Risk Management and Base Capital
According to GFIA, which offered its own analysis of the new regs in the August issue of its “Research Insights” publication, their key concept is the requirement of a risk management framework which is itself left undefined, except that an FMC must have one, and it must identify, address, and monitor “the risks associated with assets under its management [in a manner] which is appropriate to the nature, scale, and complexity of the assets.”
The undefined character of the required framework will be frustrating, but GFIA asks that we look at matters from the point of view of the MAS here. Had it codified rules by which a FMC could be sure it has a compliant risk management framework in place, those rules would be, for at least some firms, unexpectedly inappropriate. Further, the exercise would “invite investment banking types to find loopholes.”
With the frustratingly vague language quoted above, the MAS just might spur managers “to think creatively and sensibly about the risks inherent in their businesses, not just in their portfolios.”
Base capital requirements constitute another new feature of the regs. How much base capital an FMC must have varies with the category, and the categories are defined by whose assets are being managed. The highest-tier case capital requirement is S$1 million. The lowest tier is S$250,000.
At current exchange rates those numbers are roughly US$800,000 and $202,000, respectively. These requirements are “not necessarily onerous,” GFIA says, but compliance will require ongoing internal monitoring, and the definition of “base capital” can be a little tricky.
AML and Valuation
GFIA suggests that firms doing business in Singapore, especially those who may not be entirely familiar with the country and its regulatory sensitivities, should be very careful about the cleanliness of the money passing through their hands. “As the Republic increasingly becomes a global center for wealth management, it cannot afford to let its reputation be dented” by anyone trying to use it as a laundry for dirty money. Know your customers.
Also, the new rules have a valuation aspect. GFIA sees this as simply a matter of codifying what is best practice anyway, that if a manager has an asset base that isn’t immediately liquid or market traded, the manager should have a valuation policy in writing.
In general, the GFIA concludes, the new regulations won’t hamstring the local industry. They are “positive, pragmatic, and in line with global best practice.”

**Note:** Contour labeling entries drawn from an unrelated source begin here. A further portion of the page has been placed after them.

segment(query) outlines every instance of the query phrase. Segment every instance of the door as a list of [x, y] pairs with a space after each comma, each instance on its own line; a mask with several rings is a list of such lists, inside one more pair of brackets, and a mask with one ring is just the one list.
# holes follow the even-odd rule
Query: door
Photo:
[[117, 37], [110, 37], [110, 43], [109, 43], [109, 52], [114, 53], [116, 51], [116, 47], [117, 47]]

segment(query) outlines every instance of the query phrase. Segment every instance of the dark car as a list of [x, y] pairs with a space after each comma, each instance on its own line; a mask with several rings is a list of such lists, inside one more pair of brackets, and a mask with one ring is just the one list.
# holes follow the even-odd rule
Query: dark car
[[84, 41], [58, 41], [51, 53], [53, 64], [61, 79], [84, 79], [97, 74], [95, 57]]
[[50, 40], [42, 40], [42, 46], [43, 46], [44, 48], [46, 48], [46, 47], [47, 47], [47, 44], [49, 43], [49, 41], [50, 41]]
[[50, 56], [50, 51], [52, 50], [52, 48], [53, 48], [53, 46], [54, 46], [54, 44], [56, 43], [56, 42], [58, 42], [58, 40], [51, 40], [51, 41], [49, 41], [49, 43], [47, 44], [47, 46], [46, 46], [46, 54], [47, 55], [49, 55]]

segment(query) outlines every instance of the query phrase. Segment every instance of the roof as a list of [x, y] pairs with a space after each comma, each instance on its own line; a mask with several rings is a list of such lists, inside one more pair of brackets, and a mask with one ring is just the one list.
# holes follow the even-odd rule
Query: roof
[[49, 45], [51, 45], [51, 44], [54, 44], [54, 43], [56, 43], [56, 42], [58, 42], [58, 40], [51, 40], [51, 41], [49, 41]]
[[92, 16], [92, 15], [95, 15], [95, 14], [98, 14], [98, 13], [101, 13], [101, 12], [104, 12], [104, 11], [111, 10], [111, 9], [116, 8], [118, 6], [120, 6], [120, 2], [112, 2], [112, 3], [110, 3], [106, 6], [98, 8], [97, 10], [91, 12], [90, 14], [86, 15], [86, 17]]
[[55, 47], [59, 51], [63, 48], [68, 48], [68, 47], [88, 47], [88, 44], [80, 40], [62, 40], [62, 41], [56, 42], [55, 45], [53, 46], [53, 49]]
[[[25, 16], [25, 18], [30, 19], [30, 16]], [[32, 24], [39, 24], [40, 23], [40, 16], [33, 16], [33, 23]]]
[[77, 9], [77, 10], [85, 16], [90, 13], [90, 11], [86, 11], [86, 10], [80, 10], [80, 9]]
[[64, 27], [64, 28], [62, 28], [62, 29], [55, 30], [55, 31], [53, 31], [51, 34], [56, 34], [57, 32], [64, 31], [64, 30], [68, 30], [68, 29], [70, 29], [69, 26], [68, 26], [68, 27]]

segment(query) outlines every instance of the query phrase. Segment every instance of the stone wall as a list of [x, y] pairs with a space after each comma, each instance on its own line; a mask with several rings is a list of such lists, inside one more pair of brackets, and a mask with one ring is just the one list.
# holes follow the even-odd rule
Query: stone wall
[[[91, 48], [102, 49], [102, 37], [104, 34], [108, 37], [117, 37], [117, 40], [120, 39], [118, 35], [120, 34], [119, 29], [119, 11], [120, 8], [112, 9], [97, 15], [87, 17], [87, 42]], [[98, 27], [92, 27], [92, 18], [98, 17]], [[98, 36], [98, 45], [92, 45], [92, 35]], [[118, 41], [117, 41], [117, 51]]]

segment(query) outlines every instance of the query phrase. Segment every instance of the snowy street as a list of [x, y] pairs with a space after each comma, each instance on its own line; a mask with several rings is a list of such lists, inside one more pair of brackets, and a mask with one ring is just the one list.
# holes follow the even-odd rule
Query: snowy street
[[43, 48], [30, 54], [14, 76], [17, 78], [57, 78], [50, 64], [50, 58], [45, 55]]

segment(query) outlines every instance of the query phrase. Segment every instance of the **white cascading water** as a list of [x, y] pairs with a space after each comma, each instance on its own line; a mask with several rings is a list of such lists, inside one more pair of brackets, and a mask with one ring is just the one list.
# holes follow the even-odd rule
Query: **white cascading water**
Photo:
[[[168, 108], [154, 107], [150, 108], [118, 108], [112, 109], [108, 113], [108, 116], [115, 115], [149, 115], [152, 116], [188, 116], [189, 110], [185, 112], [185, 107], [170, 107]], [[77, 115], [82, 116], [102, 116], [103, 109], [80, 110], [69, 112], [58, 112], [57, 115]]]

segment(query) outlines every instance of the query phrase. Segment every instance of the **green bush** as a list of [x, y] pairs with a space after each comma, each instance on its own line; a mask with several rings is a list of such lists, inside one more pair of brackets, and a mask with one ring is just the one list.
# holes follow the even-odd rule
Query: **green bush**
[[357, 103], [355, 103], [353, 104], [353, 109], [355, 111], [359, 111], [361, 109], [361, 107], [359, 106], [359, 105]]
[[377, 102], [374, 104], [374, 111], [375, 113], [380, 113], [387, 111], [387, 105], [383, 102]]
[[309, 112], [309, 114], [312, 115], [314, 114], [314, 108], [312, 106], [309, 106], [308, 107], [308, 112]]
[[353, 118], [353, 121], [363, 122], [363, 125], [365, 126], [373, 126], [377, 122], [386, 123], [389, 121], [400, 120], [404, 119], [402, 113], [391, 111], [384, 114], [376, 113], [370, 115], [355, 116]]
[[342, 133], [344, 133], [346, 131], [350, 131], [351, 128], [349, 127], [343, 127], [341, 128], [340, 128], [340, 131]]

Recent Economic Developments
In a separate development, the MAS also recently put out its latest report on recent economic developments in, and prospects for, that country. Since Singapore is a great trading hub, this was mostly a summary of the state of its trading partners, and their likely consequences. They are worthy of a moment of review as a demonstration of the interconnectedness of the world’s profit centers.
This study made the following points:
- The economy contracted in the second quarter of 2012. GDP fell by a seasonally adjusted annualized rate of 0.7 percent
- The MAS is watching continued tensions in Europe, uncertainty in the U.S., and deceleration in both China and India – factors that do not incline it to optimism
- It expects that the economy of Japan will continue growing (though at a decelerating pace) through the remainder of the year, with a low rate of headline inflation
- ASEAN-4 economies (Indonesia, Malaysia, the Philippines, and Thailand) offer a bright spot.
The ASEAN-4 enjoy “relatively strong macroeconomic fundamentals.” In particular, Indonesia’s GDP grew 6.4 percent year-to-year in the second quarter, benefiting form strong foreign direct investment flows. Thailand has seen brisk economic activity, including post-flood reconstruction spending.
Christopher Faille is a Jamesian pragmatist. William James has taught him, for example, that "you can say of a line that it runs east, or you can say that it runs west, and the line per se accepts both descriptions without rebelling at the inconsistency."